De Gaulle avait choisi comme Premier ministre le fondé de pouvoir de Rothschild. Sarkozy avait recruté François Pérol, associé de cette même banque, comme secrétaire général adjoint de l’Élysée. Au même poste, Hollande nomma Emmanuel Macron, un autre associé-gérant de cette même banque. Le ministère des Finances fera de Rothschild (« sans nom et sans visage », bien sûr) son interlocuteur préféré en lui déléguant des missions publiques. Il n’est plus une seule décision d’importance prise au sommet de l’État sans qu’elle ait été expertisée par Rothschild, Lazard à la rigueur. Sont-ce ces établissements privés qui ont conseillé à Hollande de baisser le taux de l’épargne populaire et de soustraire des milliards d’euros réservés au financement des logement sociaux et à l’aide aux collectivités locales ? Sont-ce ces banquiers qui ont inspiré la loi de « sécurisation de l’emploi » (sic) qui démantèle le droit du travail, accroît la précarisation ? Seuls six députés socialistes se prononceront contre ce texte scélérat.

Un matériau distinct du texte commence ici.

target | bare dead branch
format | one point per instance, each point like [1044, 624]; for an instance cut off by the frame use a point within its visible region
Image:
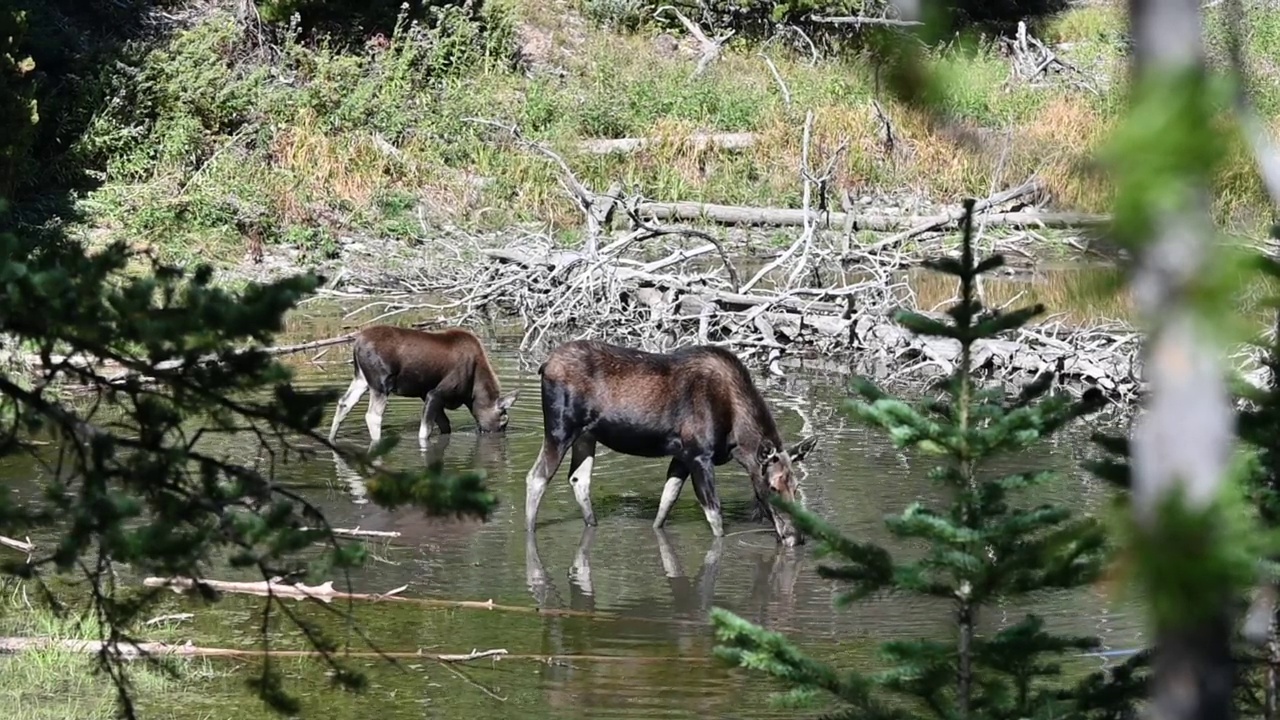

Tout est discours. Avez-vous récemment entendu un dirigeant prétendument socialiste (ne parlons pas de Hollande ou Ayrault) prononcer le mot « ouvrier » ? Les Solfériniens vivent dans le monde « réenchanté » du Medef. Un monde où la crise de 2008 n’est pas dû aux banquiers véreux et aux entrepreneurs voyous mais aux “ avantages acquis ” (alors qu’il s’agit de droits conquis) des travailleurs. Le discours dominant édulcore la réalité. Il n’y a plus de clochards mais des SDF, plus de chômeurs mais des sans-emplois. Les plans de licenciement sont des plans sociaux, voire des plans de sauvegarde de l’emploi. Les privatisations sont des cessions d’actifs publics. Jospin, ce grand poète, parlait même de respiration. Le discours « arrache aux individus un consentement volontaire aux règles qu’il impose ». En premier lieu, son temps, qui doit être productif, même la nuit. Il faut que le travailleur « désire » faires des heures supplémentaires, et que, comme dans tout univers totalitaire, il « aime » Big Brother, son exploiteur.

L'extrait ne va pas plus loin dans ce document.